Les ministres éconduits font ripaille chez Lipp et se
gaussent de Raffarin III pendant que leurs collègues députés
s'en servent comme d'un punching ball. À l'Élysée habite un
président qui semble virtuel, aussi fictif que certains
emplois de la Mairie de Paris auxquels son nom fut naguère
associé. Pour les dirigeants du Parti socialiste, c'est
l'état de grâce... dans l'opposition feutrée.

Plus que jamais la parole est à la rue qui n'a jamais été
désertée depuis un an par toutes celles et tous ceux qui
font vraiment fonctionner la société.


CE QUE SPINOZA A VRAIMENT DIT
En feuilletant le dernier " Monde Diplomatique ", je suis
tombé (une fois de plus) sur une citation fameuse, mise en
exergue d'un article d'un écrivain haïtien : " Ni rire, ni
pleurer, comprendre, Spinoza ". On voit en gros la bonne
intention raisonnable qu'il y a derrière cette citation mais
elle soulève cependant un vrai problème si on s'y arrête un
instant. En quoi le fait de pleurer empêcherait-il de
comprendre un être, une situation ou un phénomène ? En quoi
le fait de rire en voyant les Marx Brothers nous empêcherait
de comprendre les écrits de Karl Marx ? Les rires et les
larmes peuvent au contraire être des ingrédients nécessaires
à la compréhension.

En fait cette citation est inexacte. Spinoza a dit quelque
chose de sensiblement différent et de plus profond dans son
Traité politique où il veut parvenir à une connaissance
vraie des affects et des actions des hommes. Au chapitre I,
paragraphe 4, il écrit à propos de ces actions : " j'ai mis
tous mes soins à ne pas railler, ne pas déplorer ni maudire,
mais comprendre ". (Spinoza écrit en latin : " non ridere,
non lugere, neque detestari, sed intellegere ). Il ne s'agit
d'ailleurs pas d'une maxime ou d'une injonction mais d'un
extrait d'une longue phrase où le philosophe se propose
d'étudier la politique avec la même " liberté d'esprit qu'on
a coutume d'apporter dans les recherches mathématiques ".
Vaste et ambitieux programme qui reste encore de nos jours
largement en friche.


ITINÉRAIRES
Depuis quelques temps les souvenirs de militants trotskystes
(ou qui l'ont été) se multiplient.
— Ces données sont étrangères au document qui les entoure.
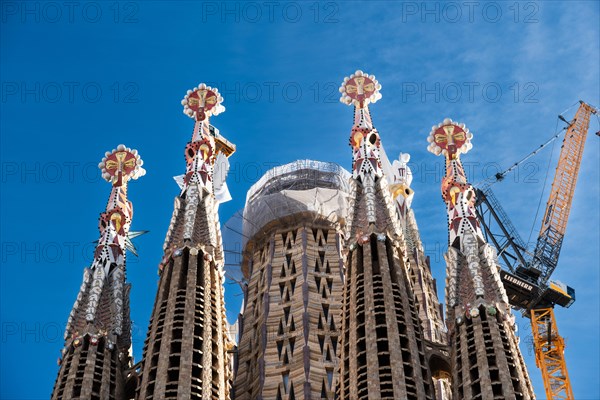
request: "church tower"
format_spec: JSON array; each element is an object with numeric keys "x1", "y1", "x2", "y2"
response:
[
  {"x1": 338, "y1": 71, "x2": 434, "y2": 400},
  {"x1": 139, "y1": 84, "x2": 235, "y2": 400},
  {"x1": 386, "y1": 153, "x2": 452, "y2": 400},
  {"x1": 52, "y1": 145, "x2": 145, "y2": 400},
  {"x1": 427, "y1": 119, "x2": 534, "y2": 400},
  {"x1": 235, "y1": 160, "x2": 350, "y2": 400}
]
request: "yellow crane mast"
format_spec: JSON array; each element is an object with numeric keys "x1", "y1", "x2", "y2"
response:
[
  {"x1": 531, "y1": 101, "x2": 596, "y2": 400},
  {"x1": 477, "y1": 101, "x2": 598, "y2": 400}
]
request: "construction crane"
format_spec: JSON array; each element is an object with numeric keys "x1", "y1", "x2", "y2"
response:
[{"x1": 476, "y1": 101, "x2": 598, "y2": 400}]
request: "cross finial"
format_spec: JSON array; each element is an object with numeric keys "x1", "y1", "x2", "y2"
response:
[
  {"x1": 427, "y1": 118, "x2": 473, "y2": 160},
  {"x1": 340, "y1": 70, "x2": 381, "y2": 108},
  {"x1": 98, "y1": 144, "x2": 146, "y2": 186},
  {"x1": 181, "y1": 83, "x2": 225, "y2": 122}
]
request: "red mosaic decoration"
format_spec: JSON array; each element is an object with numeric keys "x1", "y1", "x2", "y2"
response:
[
  {"x1": 427, "y1": 118, "x2": 473, "y2": 159},
  {"x1": 181, "y1": 83, "x2": 225, "y2": 121},
  {"x1": 98, "y1": 144, "x2": 146, "y2": 186},
  {"x1": 340, "y1": 71, "x2": 381, "y2": 108}
]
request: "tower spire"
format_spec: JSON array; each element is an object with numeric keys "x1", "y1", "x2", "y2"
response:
[
  {"x1": 139, "y1": 84, "x2": 235, "y2": 399},
  {"x1": 427, "y1": 118, "x2": 533, "y2": 399},
  {"x1": 52, "y1": 145, "x2": 146, "y2": 399},
  {"x1": 338, "y1": 71, "x2": 433, "y2": 400}
]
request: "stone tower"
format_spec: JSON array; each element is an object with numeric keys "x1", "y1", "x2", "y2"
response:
[
  {"x1": 52, "y1": 145, "x2": 145, "y2": 400},
  {"x1": 138, "y1": 84, "x2": 235, "y2": 400},
  {"x1": 384, "y1": 153, "x2": 452, "y2": 400},
  {"x1": 428, "y1": 119, "x2": 534, "y2": 400},
  {"x1": 234, "y1": 160, "x2": 350, "y2": 400},
  {"x1": 338, "y1": 71, "x2": 434, "y2": 400}
]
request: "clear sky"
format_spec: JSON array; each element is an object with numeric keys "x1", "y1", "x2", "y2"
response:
[{"x1": 0, "y1": 1, "x2": 600, "y2": 400}]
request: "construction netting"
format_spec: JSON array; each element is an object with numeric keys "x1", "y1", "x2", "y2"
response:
[{"x1": 243, "y1": 160, "x2": 351, "y2": 245}]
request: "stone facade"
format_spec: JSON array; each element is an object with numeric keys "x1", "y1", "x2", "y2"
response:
[
  {"x1": 138, "y1": 85, "x2": 235, "y2": 400},
  {"x1": 234, "y1": 162, "x2": 347, "y2": 400}
]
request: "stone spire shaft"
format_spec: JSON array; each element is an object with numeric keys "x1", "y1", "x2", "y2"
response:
[
  {"x1": 139, "y1": 84, "x2": 235, "y2": 399},
  {"x1": 52, "y1": 145, "x2": 145, "y2": 399},
  {"x1": 428, "y1": 119, "x2": 534, "y2": 400},
  {"x1": 338, "y1": 71, "x2": 433, "y2": 400}
]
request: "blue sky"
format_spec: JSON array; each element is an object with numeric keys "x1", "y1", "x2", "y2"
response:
[{"x1": 0, "y1": 1, "x2": 600, "y2": 399}]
On ne peut que s'en
réjouir car tous ces témoignages sont nécessaires pour mieux
comprendre les soixante dernières années. Après, entre
autres, le livre de Benjamin Stora, les entretiens de Robert
Barcia avec le journaliste Christophe Bourseiller, les
souvenirs de Boris Frankael et de Daniel Bensaïd viennent
d'être publiés. Nous attirons l'attention sur un autre livre
qui n'est pas distribué dans les grandes librairies et dont
nous avions signalé la souscription avant sa parution :
" Du trotskysme au communisme libertaire, Itinéraire d'un
militant révolutionnaire " de Jean-Pierre Hirou (Éditions
Acratie. Distribution-Diffusion : Dif'Pop'.21 ter rue
Voltaire, 75011 Paris, http://www.difpop.com/, 25 euros).
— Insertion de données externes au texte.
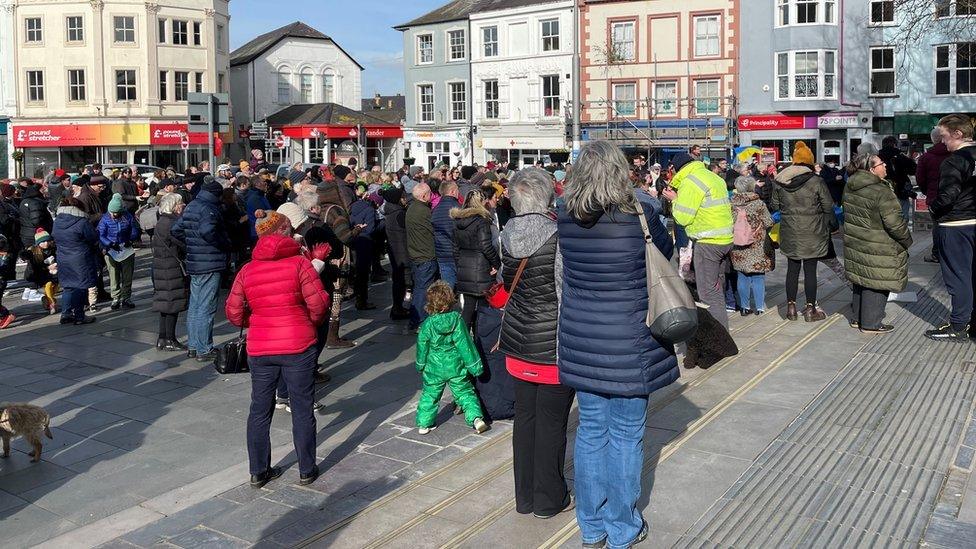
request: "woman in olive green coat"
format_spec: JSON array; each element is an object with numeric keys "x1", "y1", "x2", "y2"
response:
[{"x1": 843, "y1": 154, "x2": 912, "y2": 333}]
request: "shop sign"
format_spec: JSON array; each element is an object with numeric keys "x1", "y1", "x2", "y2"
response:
[
  {"x1": 149, "y1": 122, "x2": 210, "y2": 145},
  {"x1": 13, "y1": 124, "x2": 151, "y2": 147},
  {"x1": 817, "y1": 112, "x2": 861, "y2": 128},
  {"x1": 739, "y1": 114, "x2": 817, "y2": 132}
]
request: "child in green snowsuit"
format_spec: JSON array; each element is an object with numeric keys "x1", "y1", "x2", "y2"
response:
[{"x1": 417, "y1": 282, "x2": 488, "y2": 435}]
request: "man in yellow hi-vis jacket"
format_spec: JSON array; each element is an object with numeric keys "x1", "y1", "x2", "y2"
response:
[{"x1": 664, "y1": 153, "x2": 734, "y2": 328}]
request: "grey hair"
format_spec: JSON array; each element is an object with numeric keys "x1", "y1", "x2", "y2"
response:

Il s'agit non pas de souvenirs mais d'un recueil de textes
de ce camarade décédé en novembre 2001 à l'âge de 53 ans.
Les sujets abordés sont extrêmement variés, que ce soit à
l'époque où il militait à Voix Ouvrière et à Lutte Ouvrière
ou ensuite lorsqu'il s'est rapproché des communistes
libertaires. Ce livre est très intéressant et très vivant
car Jean-Pierre était à la fois un polémiste dans l'âme et
un historien du mouvement ouvrier scrupuleux et rigoureux.


SOY CUBA
Le film de Mikhaïl Kalatozov " Soy Cuba " nous est proposé
dans un coffret de deux DVD par mk2éditions
(http://www.mk2.com/). Ce film réalisé à Cuba en 1964 est à
ranger sans hésitation dans la catégorie des chefs d'oeuvre
du 7e art. On ne peut que partager l'enthousiasme de Martin
Scorcese qui analyse ce film magistralement dans une longue
interview. Certaines séquences ont un brio et une beauté
dignes d'Eisenstein, de John Ford ou d'Orson Welles.
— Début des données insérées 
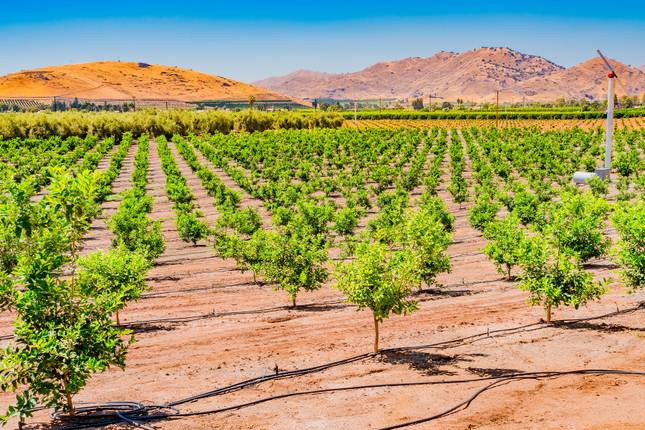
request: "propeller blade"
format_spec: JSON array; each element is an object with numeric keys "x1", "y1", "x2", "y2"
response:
[{"x1": 596, "y1": 49, "x2": 618, "y2": 77}]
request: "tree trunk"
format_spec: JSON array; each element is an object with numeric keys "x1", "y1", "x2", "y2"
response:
[
  {"x1": 546, "y1": 303, "x2": 551, "y2": 324},
  {"x1": 372, "y1": 313, "x2": 378, "y2": 354},
  {"x1": 63, "y1": 375, "x2": 74, "y2": 416}
]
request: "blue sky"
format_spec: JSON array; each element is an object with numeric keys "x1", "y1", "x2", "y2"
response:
[{"x1": 0, "y1": 0, "x2": 645, "y2": 81}]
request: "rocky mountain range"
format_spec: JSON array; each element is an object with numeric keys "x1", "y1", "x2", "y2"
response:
[{"x1": 254, "y1": 48, "x2": 645, "y2": 102}]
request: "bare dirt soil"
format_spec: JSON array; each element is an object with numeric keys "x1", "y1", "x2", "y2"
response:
[{"x1": 0, "y1": 136, "x2": 645, "y2": 430}]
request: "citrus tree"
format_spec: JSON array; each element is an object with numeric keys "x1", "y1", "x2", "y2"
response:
[
  {"x1": 334, "y1": 242, "x2": 418, "y2": 353},
  {"x1": 78, "y1": 246, "x2": 151, "y2": 324},
  {"x1": 398, "y1": 207, "x2": 451, "y2": 286},
  {"x1": 260, "y1": 231, "x2": 329, "y2": 307},
  {"x1": 545, "y1": 192, "x2": 610, "y2": 262},
  {"x1": 484, "y1": 214, "x2": 524, "y2": 280},
  {"x1": 519, "y1": 234, "x2": 606, "y2": 323},
  {"x1": 612, "y1": 198, "x2": 645, "y2": 290}
]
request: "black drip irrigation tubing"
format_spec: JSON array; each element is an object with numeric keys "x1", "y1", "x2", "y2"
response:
[
  {"x1": 47, "y1": 302, "x2": 645, "y2": 430},
  {"x1": 52, "y1": 369, "x2": 645, "y2": 430}
]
Ce film est un hommage lyrique rendu au peuple cubain en
lutte contre la dictature de Batista. Sur la trame d'un
poème intitulé " Soy Cuba ", ce qui signifie " je suis Cuba ",
le film évoque la vie d'une jeune prostituée, d'un
étudiant et de deux paysans.

Kalatozov et ses collaborateurs se sont à tel point
affranchis des poncifs édifiants que le film reçu un très
mauvais accueil aussi bien de la part des autorités
soviétiques que cubaines. Ce film était trop
" révolutionnaire " dans son esthétique comme dans son
intensité dramatique. Il tomba dans l'oubli jusqu'à sa
redécouverte en 1993 par Martin Scorcese et Francis Ford
Coppola.


BABOUSSIA
Espérons que quelques salles passent encore " Baboussia ",
le beau film de Lidia Bobrova. On retrouve ici les qualités
de délicatesse et de chaleur humaine que nous avions
découvert en 1997 dans son précédent film, " Dans ce pays-là ".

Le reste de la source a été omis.